C'est le fond même du film avec son titre évocateur qui exprime que le Vieux Sud est balayé par le vent de l'Histoire. Et puis, le film possède des qualités artistiques époustouflantes enchaînant les morceaux de bravoure dans un format dément de quatre heures où le spectateur ne s'ennuie jamais. Dans un Technicolor sublime, le film étale une esthétique expressionniste d'un lyrisme échevelé, multiplie les teintes chromatiques selon les époques, allie l'intime au spectaculaire avec un brio inégalé. Certaines séquences ont bouleversé des générations de spectateurs, témoignant de la toute puissance du savoir-faire hollywoodien de l'âge d'or: les ombres de l'accouchement de Mélanie, l'abstraction de l'incendie d'Atlanta, le plan-séquence sur Scarlett au milieu des cadavres se concluant par le drapeau confédéré en lambeaux, cette montée d'escalier qui précède le viol de Scarlett par son époux éméché, l'arbre décharné ou fleuri qui surplombe Tara, la musique de Max Steiner, le Taratata de Scarlett au « Frankly, my dear, I don't give a damn » de Rhett... Le tout dans une totale cohérence artistique malgré la succession de trois réalisateurs, George Cukor,Victor Fleming et Sam Wood mis à rude épreuve par celui qui en fut le véritable auteur, son producteur démiurge et mégalomane David O'Selznick.

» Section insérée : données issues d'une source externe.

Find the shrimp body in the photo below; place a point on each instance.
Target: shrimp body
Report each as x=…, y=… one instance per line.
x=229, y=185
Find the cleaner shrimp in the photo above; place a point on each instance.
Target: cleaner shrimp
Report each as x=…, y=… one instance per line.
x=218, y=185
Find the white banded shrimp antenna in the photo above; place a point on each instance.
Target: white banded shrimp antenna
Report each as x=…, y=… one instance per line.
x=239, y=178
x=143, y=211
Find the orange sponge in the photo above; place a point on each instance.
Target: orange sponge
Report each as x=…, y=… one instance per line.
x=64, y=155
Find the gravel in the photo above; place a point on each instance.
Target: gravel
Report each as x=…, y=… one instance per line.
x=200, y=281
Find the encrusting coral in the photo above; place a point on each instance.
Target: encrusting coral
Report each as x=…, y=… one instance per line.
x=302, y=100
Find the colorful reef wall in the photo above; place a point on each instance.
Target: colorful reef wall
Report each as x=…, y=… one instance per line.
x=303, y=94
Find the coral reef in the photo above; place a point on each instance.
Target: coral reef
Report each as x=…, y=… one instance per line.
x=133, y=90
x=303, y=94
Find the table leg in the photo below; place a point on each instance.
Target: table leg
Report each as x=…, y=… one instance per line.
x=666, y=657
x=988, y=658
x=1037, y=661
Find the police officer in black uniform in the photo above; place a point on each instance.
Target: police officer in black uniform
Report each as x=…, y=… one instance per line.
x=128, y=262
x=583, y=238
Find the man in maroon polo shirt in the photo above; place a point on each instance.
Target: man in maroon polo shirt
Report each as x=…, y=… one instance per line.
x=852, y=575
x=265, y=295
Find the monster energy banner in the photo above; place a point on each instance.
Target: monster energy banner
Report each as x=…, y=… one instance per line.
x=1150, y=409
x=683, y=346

Ce qui fait bien d'Autant en Emporte le vent, la quintessence du film de studio hollywoodien du premier âge d'or, mais aussi la vision personnelle d'un homme qui sut fédérer les plus grands talents de son époque pour donner naissance, sinon à un chef d'oeuvre, à un film qui s'inscrit dans le patrimoine du cinéma. Sans oublier qu'il permit à Hattie McDaniel, la fameuse Mamma de Scarlett, d'obtenir l'Oscar, une première pour une actrice noire dans une catégorie du meilleur second rôle féminin où concourrait également Olivia de Havilland. C'est bien la complexité d'un film dont la popularité est d'évidence liée à ses personnages romanesques, sa splendeur artistique et ses acteurs, bien plus qu'à son projet révisionniste ou raciste qui mérite du débat plutôt que de la censure.